Gavin Moorhead from the British Library's conservation team has been busy, and in this guest blog he explains just how.
'At the start of 2017 an item from the Map Collection underwent conservation so that readers could see an iconic piece of London engineering history.
Desseins du Pont Projete sur la Tamise a Londre – or Designs of the Projected Bridge on the River Thames in London (British Library Maps C.49.e.76) is a proposal for the construction of Westminster Bridge (opened 1750).
It consists of 1 drawing on multiple paper panels each measuring 490mm in height but joined together the collective width runs to 14740mm – or almost 15 metres. This ‘single sheet’ has been folded into a ‘concertina’ book block, which is attached to boards bound in tan calf at each end. Written and drawn in ink and watercolour, it is part ‘artists impression’ and part mechanical drawing - which collectively make a fascinating record of plans and construction ideas that the architect, possibly the Swiss engineer Charles Labelye (1705-1781?) had for the bridge and embody the origins of a quintessential London landmark and symbol.

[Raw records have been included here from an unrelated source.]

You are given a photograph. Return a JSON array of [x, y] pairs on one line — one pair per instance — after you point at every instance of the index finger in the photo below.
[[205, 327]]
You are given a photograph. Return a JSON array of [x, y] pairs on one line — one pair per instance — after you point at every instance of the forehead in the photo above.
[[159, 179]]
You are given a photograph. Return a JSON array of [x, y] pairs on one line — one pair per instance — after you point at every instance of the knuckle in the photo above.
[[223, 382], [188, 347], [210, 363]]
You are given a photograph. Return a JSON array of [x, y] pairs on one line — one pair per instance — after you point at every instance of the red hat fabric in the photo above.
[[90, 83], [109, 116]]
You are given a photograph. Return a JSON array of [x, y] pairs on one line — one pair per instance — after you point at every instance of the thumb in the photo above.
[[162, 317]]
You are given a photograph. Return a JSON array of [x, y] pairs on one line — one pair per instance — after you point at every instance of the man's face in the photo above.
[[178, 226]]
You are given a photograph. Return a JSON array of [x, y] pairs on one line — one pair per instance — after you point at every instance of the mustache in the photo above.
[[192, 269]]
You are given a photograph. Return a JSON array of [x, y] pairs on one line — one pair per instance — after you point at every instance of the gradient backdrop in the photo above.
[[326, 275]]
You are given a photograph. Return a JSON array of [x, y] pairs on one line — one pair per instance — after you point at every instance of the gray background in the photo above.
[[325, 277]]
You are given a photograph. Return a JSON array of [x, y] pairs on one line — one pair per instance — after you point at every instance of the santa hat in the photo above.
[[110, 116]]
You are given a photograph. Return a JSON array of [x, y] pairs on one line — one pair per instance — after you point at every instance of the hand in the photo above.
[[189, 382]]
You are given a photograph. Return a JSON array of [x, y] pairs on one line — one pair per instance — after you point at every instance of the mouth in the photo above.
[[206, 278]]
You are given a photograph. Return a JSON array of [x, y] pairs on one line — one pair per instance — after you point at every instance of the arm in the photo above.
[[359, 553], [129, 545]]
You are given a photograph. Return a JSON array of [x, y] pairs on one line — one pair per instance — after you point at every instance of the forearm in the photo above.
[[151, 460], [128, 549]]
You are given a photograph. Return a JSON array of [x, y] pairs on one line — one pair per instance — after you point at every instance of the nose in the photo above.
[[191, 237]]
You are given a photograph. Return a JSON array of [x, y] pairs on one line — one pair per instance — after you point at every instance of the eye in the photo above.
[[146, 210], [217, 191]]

However, 280 years on from its creation, mechanical wear and water damage have acted to severely degrade the leather covers and paper substrate. In this condition, there was no practical method of use. Refurbishment began in January 2017.

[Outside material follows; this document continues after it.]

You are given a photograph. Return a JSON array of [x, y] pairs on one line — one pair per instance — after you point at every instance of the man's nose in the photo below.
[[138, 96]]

Conservation at the British Library is carried out under a code of ethics that includes; making repairs that are reversible; conducting them with minimum intervention; and using only archive quality materials. Added to this is the fact that the British Library is a ‘working’ library so options for repair need to be considered for their suitability, functionality and longevity.
Fig 1: Back board before conservation showing water damage, staining, losses and abrasions.
Any item undergoing conservation has a condition assessment prior to treatment. Images from this documentation record can be seen below. Fig. 1 illustrates the types of damage to the cover boards and book block. The boards have suffered extensive losses, abrasion, warping and staining with the back board in particular showing damage caused by contact with moisture in the dark areas of the leather. The book block has been heavily stained from acid migration from the leather; (Fig. 2), while most of the folded panels were split apart or in the process of splitting from mishandling (Fig. 3).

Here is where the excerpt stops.